Salles pleines, métiers sous tension, espoirs ravivés. Ce jeudi 24 juillet, le Médipôle a ouvert grand ses portes pour une journée cruciale : attirer la jeunesse calédonienne vers des professions hospitalières en souffrance.
Une immersion rare dans les coulisses de l’hôpital
Le CHT Gaston-Bourret, hôpital pivot de la Nouvelle-Calédonie, s’est transformé en un immense lieu d’orientation grandeur nature. Plus de 300 lycéens venus des établissements de Nouméa, du Mont-Dore ont déambulé entre les stands pour découvrir plus de 30 métiers : chirurgien, aide-soignant, ambulancier, brancardier, technicien biomédical, cadre administratif, cuisinier ou agent de sécurité.
Objectif affiché : créer un choc des vocations. Dans un climat où les ressources humaines s’amenuisent et où les postes restent vacants, cette journée répond à une double urgence : sensibiliser les jeunes et valoriser des carrières essentielles, mais souvent mal connues.
Les professionnels ont joué le jeu à fond, partageant anecdotes, contraintes et fiertés d’un métier de service.
C’est un environnement exigeant mais incroyablement riche sur le plan humain , confie une infirmière du service pédiatrique.
De quoi éveiller les consciences… et peut-être susciter des engagements.
Une formation locale encore trop limitée
Mais susciter des vocations sans débouchés, est-ce suffisant ? Car la réalité est brutale : il n’existe toujours pas de faculté de médecine sur le Caillou. Les jeunes intéressés doivent emprunter la voie difficile des Licences Accès Santé (LAS), proposées à l’Université de la Nouvelle-Calédonie (UNC), unique passerelle locale vers les études de médecine, maïeutique, pharmacie ou odontologie.
Deux LAS sont disponibles : Sciences de la Vie (SV) et Physique-Chimie (PC). La LAS SV permet également d’accéder aux études de masso-kinésithérapie, mais sous conditions strictes. Le parcours est long, exigeant, très théorique, et peu compatible avec des jeunes peu préparés aux exigences universitaires scientifiques.
Même les étudiants les plus déterminés doivent partir en métropole pour suivre la suite de leur formation, souvent à Bordeaux, Paris-Saclay ou Nantes. Un exil éducatif qui freine le renouvellement local des effectifs. Pourtant, le besoin de main-d’œuvre est critique, notamment en médecine générale, en soins infirmiers et en santé mentale.

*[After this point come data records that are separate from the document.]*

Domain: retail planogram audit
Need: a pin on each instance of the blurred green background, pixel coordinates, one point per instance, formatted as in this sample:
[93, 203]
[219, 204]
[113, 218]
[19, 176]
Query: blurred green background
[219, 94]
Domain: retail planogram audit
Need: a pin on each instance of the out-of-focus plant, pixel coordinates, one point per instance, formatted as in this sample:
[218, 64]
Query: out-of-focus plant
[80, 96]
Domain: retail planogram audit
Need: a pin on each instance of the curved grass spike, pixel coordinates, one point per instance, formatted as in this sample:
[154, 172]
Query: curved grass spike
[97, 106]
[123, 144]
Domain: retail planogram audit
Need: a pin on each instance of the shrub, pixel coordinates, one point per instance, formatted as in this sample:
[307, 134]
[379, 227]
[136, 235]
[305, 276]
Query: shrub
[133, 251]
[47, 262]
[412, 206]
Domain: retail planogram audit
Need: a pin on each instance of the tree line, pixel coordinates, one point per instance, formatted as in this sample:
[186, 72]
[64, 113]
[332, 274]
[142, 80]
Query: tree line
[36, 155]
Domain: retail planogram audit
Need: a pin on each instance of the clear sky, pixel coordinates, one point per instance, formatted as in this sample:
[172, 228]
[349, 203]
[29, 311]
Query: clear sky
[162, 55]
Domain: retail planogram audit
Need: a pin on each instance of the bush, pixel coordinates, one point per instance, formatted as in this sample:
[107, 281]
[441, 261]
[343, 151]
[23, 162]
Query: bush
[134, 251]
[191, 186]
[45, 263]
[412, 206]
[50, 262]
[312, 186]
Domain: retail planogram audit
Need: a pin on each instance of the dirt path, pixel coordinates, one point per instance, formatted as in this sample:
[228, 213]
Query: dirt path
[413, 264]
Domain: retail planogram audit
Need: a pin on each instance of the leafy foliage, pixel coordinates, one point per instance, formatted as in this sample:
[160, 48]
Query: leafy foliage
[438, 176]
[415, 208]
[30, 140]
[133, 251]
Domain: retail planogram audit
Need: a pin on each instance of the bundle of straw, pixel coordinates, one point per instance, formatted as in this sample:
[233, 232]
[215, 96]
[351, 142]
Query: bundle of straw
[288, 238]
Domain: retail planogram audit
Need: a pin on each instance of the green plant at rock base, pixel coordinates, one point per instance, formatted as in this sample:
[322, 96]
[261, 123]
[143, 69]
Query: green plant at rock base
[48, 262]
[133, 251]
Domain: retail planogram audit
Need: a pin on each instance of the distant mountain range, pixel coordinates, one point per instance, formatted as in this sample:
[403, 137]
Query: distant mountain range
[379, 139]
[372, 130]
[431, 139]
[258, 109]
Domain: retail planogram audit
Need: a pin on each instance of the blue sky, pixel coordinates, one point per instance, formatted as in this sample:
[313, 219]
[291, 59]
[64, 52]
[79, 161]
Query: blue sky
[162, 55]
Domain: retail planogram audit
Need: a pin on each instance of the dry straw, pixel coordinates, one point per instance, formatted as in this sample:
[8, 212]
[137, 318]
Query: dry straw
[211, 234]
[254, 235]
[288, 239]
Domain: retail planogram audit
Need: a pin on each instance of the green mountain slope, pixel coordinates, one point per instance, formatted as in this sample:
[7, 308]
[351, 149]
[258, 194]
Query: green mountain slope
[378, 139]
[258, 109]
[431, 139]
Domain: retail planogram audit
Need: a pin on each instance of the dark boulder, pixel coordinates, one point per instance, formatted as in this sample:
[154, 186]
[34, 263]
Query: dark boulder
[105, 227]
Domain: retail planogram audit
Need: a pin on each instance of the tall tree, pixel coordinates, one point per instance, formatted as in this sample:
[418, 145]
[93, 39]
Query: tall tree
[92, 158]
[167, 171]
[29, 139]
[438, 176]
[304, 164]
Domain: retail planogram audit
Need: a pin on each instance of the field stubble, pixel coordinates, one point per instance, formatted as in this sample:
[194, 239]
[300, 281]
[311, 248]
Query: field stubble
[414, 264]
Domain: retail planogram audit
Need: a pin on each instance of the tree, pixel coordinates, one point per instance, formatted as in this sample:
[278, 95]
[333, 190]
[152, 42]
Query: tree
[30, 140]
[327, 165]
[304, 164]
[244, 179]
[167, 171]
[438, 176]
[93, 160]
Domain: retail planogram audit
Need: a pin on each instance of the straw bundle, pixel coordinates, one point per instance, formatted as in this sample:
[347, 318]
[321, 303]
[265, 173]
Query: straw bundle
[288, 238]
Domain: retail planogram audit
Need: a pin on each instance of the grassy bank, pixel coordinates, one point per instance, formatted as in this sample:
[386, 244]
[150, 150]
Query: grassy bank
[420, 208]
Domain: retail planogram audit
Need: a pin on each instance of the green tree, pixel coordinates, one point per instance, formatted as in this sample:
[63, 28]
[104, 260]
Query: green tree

Un institut formateur touché par les émeutes
L’autre pilier local, l’IFPSS-NC (Institut de Formation des Professions Sanitaires et Sociales), propose plusieurs cursus : infirmier, aide-soignant, auxiliaire de puériculture, ambulancier, mais aussi moniteur-éducateur ou accompagnateur de vie. Environ 200 étudiants y sont formés chaque année.
Mais le centre a subi de plein fouet les émeutes de mai 2024, avec des bâtiments plusieurs fois incendiés, du matériel détruit et des semaines de formation perturbées. Une situation dramatique pour une structure déjà sous pression logistique et pédagogique.
Et pourtant, c’est là que se joue une partie de l’avenir du système de santé calédonien. Les formations y mènent à des diplômes reconnus localement — voire d’État pour le cursus infirmier — et sont souvent le seul recours pour combler les postes vacants sur le territoire.
Des accompagnements à la VAE (Validation des Acquis de l’Expérience) permettent aussi de reconvertir des adultes vers ces métiers. Une solution d’urgence pour renforcer les équipes, mais qui ne suffit plus face à l’ampleur du déficit.
La Nouvelle-Calédonie cherche son souffle. La journée des métiers du CHT révèle une jeunesse prête à s’engager, mais prisonnière d’un système de formation encore trop étroit, trop dépendant de l’extérieur. À l’heure où l’hôpital est au bord de la rupture, le salut passera autant par l’éducation que par une volonté politique forte de créer enfin un parcours complet de formation médicale sur le territoire.